Supported by Geneva Presbyterian Church and the surrounding community, Food4Kids church and community volunteers accepted donations, shopped and transported food, which filled weekly backpacks. Each Friday, students took the backpacks full of child-friendly, shelf-stable food home for the weekend and returned the empty backpacks the following week.

Food4Kids has grown over the years. In 2019, Food4Kids provided 5,800 children weekend backpack meals during the school year, an average of 165 children a week, at a cost of $300 per child per year. Then someone asked the question, “Who feeds the children over the summer?” This led to a much-appreciated summer Food4Kids program, where boxes and bags of food fed children for 12 weeks.

In March 2020, 10 years after its inception, Food4Kids was challenged as the students went home for spring break and never returned. The school closed due to COVID-19, yet the children’s need for food was even greater.

Knowing that they could not ask families to return backpacks, MPC reverted to the summer model of the Food4Kids program. Wearing masks and socially distanced, volunteers purchased, transported and packed brown paper bags full of food and provided 336 children weekend meals for 11 weeks. In partnership with the school and the St Johns County School District, meals were delivered by school bus drivers to bus stops for children and families.

During the pandemic, certain foods became scarce, especially proteins. Shelf-stable milk was unavailable. A Memorial Presbyterian Church member arranged for two of the local Dollar General stores to provide fresh milk and bread to Food4Kids participants. The church paid the store and gave the families coupons that could be redeemed at no cost to them for the milk and bread.

As they planned and waited for the opening of school year at the end of August, volunteers purchased new backpacks. Those who felt comfortable volunteering signed up and were ready to go. Then they realized that the logistics of safely sending backpacks back and forth to homes and school every week would have to change. Once again, they reverted to the summer implementation of the Food4Kids program. Thankful for the partnership, they worked with the Dollar General stores to provide fresh milk and bread. They foraged for peanut butter, chicken, tuna and canned pasta wherever they could to fill the boxes and bags.

Volunteers shopped, purchased, transported, and packed 75 boxes and 75 bags of food, enough to feed 150 children for 12 weeks through the first week in December.

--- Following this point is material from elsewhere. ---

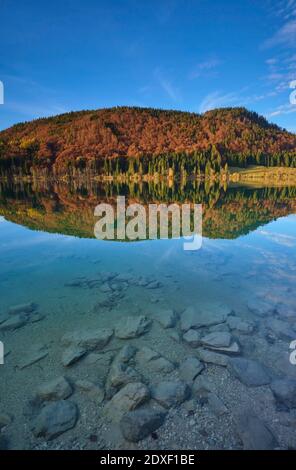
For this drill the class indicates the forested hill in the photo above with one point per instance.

By the grace of God’s abundance, they continue to passionately pursue a hunger-free community.

 Marigrace Doran, Presbytery of St. Augustine Communications Director

Today’s Focus:  Living out the Matthew 25 vision

Let us join in prayer for: 

PC(USA) Agencies’ Staff
Bridgette Lewis, Presbyterian Mission Agency
Clare Lewis, Presbyterian Investment & Loan Program

Let us pray:

Loving Lord, thank you that in Jesus Christ we are one family. Help us never to live only in our own worlds but to seek to walk in partnership with our brothers and sisters around the globe, who have much to reach us about true discipleship. Amen.